Mother Goose, Episode 1 - Toronto the Gay

Episode Summary

In this episode, our main character, Garrett, who has just moved to Toronto, is looking for a gay bar. This episode will deal primarily with the way the “closet,” was imposed on queer people in Toronto in the 1950s. During the Cold War, the RCMP started investigating and keeping files on civil servants who were suspected of being gay. By the end of the 1960, they’d have compiled some 9,000 files on suspects with what they called a “character weakness.” Often, authorities got information by going undercover in bars, so the quest to find a gay bar was a complicated endeavour.

Episode Notes

For further reading on this subject matter, you might want to read Rick Bebout’s Promiscuous Affections, The Canadian War on Queers by Patrizia Gentile and Gary Kinsman. For more on settler colonialism and the policing of sexuality, Scott L. Morgensen’s Spaces Between Us: Queer Settler Colonialism and Indigenous Decolonization is a good read. 

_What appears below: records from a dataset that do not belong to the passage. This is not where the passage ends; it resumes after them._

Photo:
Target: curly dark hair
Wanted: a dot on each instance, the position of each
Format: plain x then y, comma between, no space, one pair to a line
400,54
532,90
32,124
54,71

Interviews such as the one with Don Franco are available through the Foolscap Project at the Arquives, which also has many of the tabloid newspapers used for this story. And, for anyone who wishes to learn more about the history of drinking in Canada, we highly recommend Booze: A Distilled History by Craig Heron, who we also want to thank for his tremendous help with this project. It would never have happened without his support.